Resident Maureen Boisvert suggested that people booking weddings at the farm are paying for the view, “so, why wouldn’t you have it during the day?”
She cautioned that when guests, probably unfamiliar with the area, leave at 11 p.m., they would encounter “the most dangerous intersection in town” at Lenox Mountain and Swamp roads.
“The likelihood of a tragedy is just elevated,” she warned. Boisvert, who also cited late-evening noise, proposed an 8 p.m. cutoff for nuptials.
But, Jessy Turner, who also is a wedding planner, said “it would not be possible to sell a wedding that ends at 8. We couldn’t do daytime only, it would inhibit our ability to sell the venue and have a business. I’m willing to move it back at 10 o’clock.”
She also noted that “we’re only asking for a handful-plus of days in the summer, six to eight at the most, mid-June through October.” Turner also pointed out that only one wedding has been booked for the upcoming summer.
Selectman Neal Pilson cited state laws and policies encouraging events to enable farms to survive.
“The state is committing, allowing, sanctioning weddings, among other types of celebrations, so farms can continue in existence at a time when we all know there’s pressure to generate more revenue from the property through development, golf courses and commercial opportunities,” he said.
That means select boards “should look favorably on their [event] applications,” he added.
But, resident Harley Keisch questioned how many events Ice House Hill Farm needs “to make sure it wouldn’t disappear.” He urged a “conservative approach” to avoid a surge of special permit requests for weddings from multiple farms in town, leading to “a flood of 600 or 700 inebriated drivers in Richmond every weekend.
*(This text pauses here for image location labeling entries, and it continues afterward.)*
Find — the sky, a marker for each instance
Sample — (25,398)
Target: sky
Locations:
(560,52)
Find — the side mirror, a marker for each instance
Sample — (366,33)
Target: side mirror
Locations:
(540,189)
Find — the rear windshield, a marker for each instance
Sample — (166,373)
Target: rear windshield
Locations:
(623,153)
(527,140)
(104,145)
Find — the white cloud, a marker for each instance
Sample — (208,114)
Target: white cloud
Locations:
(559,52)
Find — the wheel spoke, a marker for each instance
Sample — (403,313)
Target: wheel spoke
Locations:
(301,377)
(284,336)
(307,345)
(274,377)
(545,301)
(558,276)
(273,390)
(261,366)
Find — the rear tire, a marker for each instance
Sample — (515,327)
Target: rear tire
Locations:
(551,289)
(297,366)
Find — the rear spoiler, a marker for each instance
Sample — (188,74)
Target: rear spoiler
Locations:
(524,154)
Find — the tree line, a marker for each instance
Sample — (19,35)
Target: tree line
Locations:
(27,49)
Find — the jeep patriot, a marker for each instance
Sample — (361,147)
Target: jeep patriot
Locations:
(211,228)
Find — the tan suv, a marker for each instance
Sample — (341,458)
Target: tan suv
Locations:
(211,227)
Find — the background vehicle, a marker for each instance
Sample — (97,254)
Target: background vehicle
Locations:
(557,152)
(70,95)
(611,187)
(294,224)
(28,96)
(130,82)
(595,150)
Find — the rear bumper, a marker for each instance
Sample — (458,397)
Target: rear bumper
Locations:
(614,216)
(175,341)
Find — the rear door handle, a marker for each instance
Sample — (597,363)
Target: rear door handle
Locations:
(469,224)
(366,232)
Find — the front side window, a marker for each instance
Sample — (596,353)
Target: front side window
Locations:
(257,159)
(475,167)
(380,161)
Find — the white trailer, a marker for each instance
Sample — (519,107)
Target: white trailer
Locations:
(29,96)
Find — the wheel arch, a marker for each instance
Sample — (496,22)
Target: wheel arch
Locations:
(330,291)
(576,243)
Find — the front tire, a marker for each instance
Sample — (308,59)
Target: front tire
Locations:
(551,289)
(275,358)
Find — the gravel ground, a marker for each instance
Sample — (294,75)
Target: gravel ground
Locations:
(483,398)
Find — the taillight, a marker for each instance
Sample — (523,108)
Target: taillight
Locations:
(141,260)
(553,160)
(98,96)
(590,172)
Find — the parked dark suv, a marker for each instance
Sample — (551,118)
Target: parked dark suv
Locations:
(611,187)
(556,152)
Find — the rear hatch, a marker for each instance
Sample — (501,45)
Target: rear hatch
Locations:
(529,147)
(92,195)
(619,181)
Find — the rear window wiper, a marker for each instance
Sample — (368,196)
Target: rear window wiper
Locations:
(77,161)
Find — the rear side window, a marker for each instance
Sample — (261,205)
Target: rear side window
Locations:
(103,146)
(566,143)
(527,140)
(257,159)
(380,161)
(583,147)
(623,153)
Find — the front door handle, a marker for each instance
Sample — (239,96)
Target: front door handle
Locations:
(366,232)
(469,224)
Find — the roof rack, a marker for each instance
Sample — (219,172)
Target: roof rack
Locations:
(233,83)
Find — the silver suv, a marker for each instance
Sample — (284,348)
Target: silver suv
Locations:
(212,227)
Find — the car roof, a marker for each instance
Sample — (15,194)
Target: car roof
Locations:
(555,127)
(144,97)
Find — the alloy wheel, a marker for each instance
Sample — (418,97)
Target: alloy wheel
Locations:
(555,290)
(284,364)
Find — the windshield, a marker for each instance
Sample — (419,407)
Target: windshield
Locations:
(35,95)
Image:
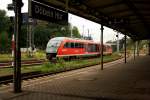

Is that the town we want to be?”
“I know it’s a balancing act,” he added, urging a limit per weekend to keep the town “manageable in terms of traffic and noise.” Otherwise, Keisch asserted, “they add up, and it’s a slippery slope.” He also recommended “consistency,” a level playing field for all applicants.
But, Pilson responded, “That’s not possible; they’re in different locations, it’s different topography, they’re different businesses. Each special permit has to be unique to the particular application. We should be conservative, we shouldn’t be running around granting permits just because it seems like a good idea and lets the farm make some extra money. We represent the rest of the town, and we have responsibilities to them.”
Revenue from weddings would pay for much-needed maintenance on the farm, co-caretaker Bryant Turner explained.
“It takes a lot to keep a farm up; everything’s always deteriorating,” he said.
To forge a compromise, Selectman Roger Manzolini proposed a maximum of four events this year, a 9:30 p.m. conclusion for weddings, sound limitations, traffic controls requiring a westbound entry, turning left into the property from East Road and exiting by turning right, as well as an officer to control departing traffic.
Those conditions were supported by Pilson and Hanson as part of a two-year special permit ending in April 2023, with a right to review it this September and in September 2022, with changes, if needed.
Pilson told Jessy Turner, the co-caretaker, that during the annual reviews, she could approach the Select Board with a request to increase annual weddings to six. Based on another public hearing that would demonstrate “either a serious groundswell of unhappiness or acceptance, we could make that decision in September,” Pilson said.
“We’re comfortable with that, too,” Turner replied. “We want to make everyone happy, so, that’s perfectly fine, it makes complete sense, we appreciate that.”
Other provisions of the special permit include a maximum of 175 people and 125 vehicles, compliance with Board of Health regulations, trash removal by a private contractor, no live music, and events only on Friday night, Saturday night or Sunday afternoon.